Sono sempre più ammirato dai giri di parole con cui il catastrofismo climatico riesce ad aggirare la realtà: oggi l'Economist scrive che (e la cosa ai lettori del Foglio non suonerà come nuova) il riscaldamento globale e i cambiamenti climatici sono in ritardo.

29 Marzo 2013 alle 09:22

Sono sempre più ammirato dai giri di parole con cui il catastrofismo climatico riesce ad aggirare la realtà: oggi l'Economist scrive che (e la cosa ai lettori del Foglio non suonerà come nuova) il riscaldamento globale e i cambiamenti climatici sono in ritardo.
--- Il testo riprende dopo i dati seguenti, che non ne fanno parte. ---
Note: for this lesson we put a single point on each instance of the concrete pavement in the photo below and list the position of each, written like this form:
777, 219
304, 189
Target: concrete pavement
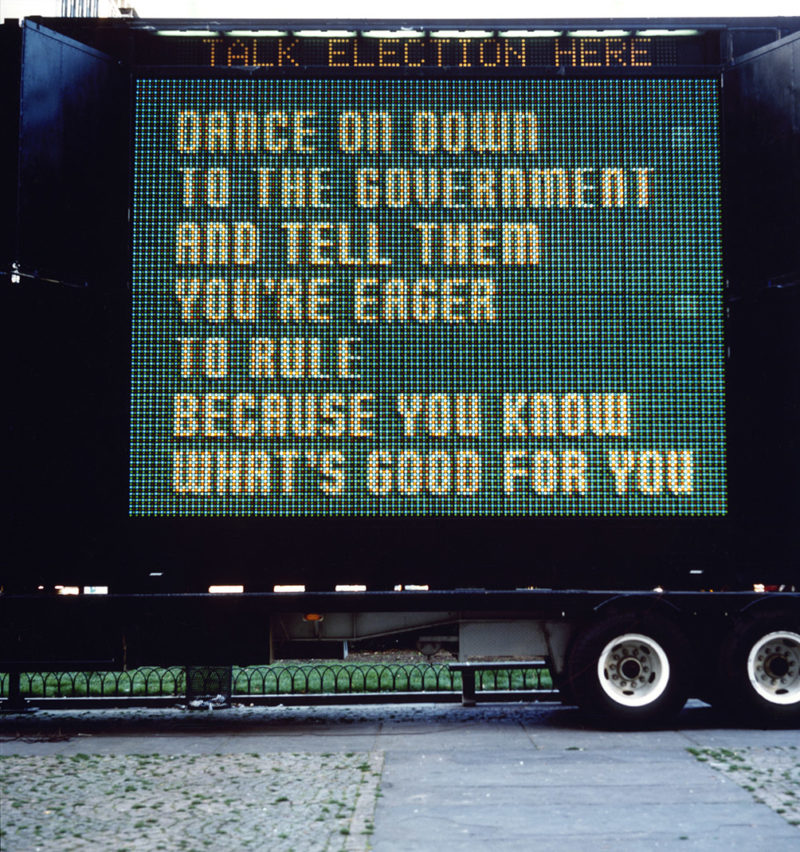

Pensavamo che il mondo finisse presto e per autocombustione – questo il succo dell'articolo – ma evidentemente ci siamo sbagliati. "I cambiamenti climatici causati dall'uomo – scrive ancora l'Economist – non sono così gravi come immaginato dagli scienziati". Questa è "una buona notizia da usare", conclude l'Economist: il fatto che ci sia ancora tempo per salvare il pianeta non deve farci rilassare. Paraculismo a parte, mi pare un bel passo in avanti rispetto a chi, qualche anno fa, giurava che le evidenze scientifiche dicevano senza ombra di dubbio che "non c'è più tempo per fermare la catastrofe".